A woman in her mid-forties goes to see her primary care physician for routine fasting lab work and to discuss weight loss. It had been several years since she has had any sort of physical due to a lack of insurance.

When her results returned, they showed an elevation in her liver enzymes without obvious cause as she did not regularly use medications, drink alcohol, or have a history of drug use. An abdominal ultrasound was ordered and it reported "several areas of fatty infiltrate consistent with fatty liver disease".

Nonalcoholic fatty liver disease (NAFLD) is a condition where an excessive accumulation of fats (such as triglycerides) build up in the liver cells known as hepatocytes.

It is most commonly caused by obesity, type II diabetes, elevated cholesterol/triglycerides, and/or elevated insulin. However, certain medications can cause it, such as methotrexate, corticosteroids, tamoxifen, and amiodarone.
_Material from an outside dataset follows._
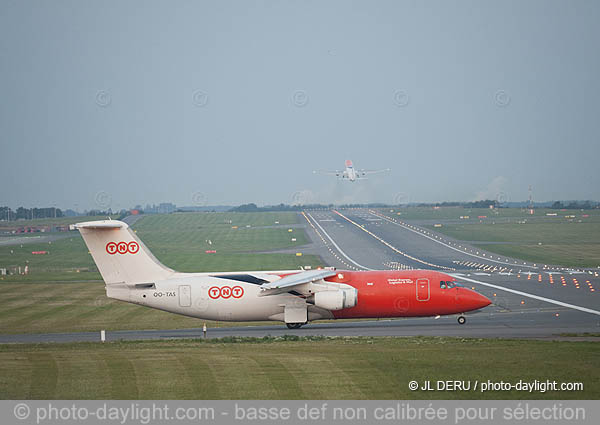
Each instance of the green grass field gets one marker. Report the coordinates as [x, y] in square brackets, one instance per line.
[64, 292]
[276, 368]
[561, 240]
NAFLD typically does not have any symptoms but in some cases a sufferer may experience pain in the upper right area of their abdomen.
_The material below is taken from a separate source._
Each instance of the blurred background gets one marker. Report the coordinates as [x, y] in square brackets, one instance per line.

A more serious result is the development of cirrhosis, resulting in fibrosis and scar tissue. This can render the liver cells inefficient over time to the point that a liver transplant may be required.

Treatment of NAFLD is varied but most often incorporates weight loss strategies, cessation of alcohol and/or medications that may be worsening the situation, diabetes control, and liver protection.

Changing lifestyle habits to lower triglycerides include the elimination (or extreme moderation) of foods containing fructose and sugar, simple carbohydrates, and adding in a good quality omega-3 fatty acid at a therapeutic level of 2000-3000mg per day.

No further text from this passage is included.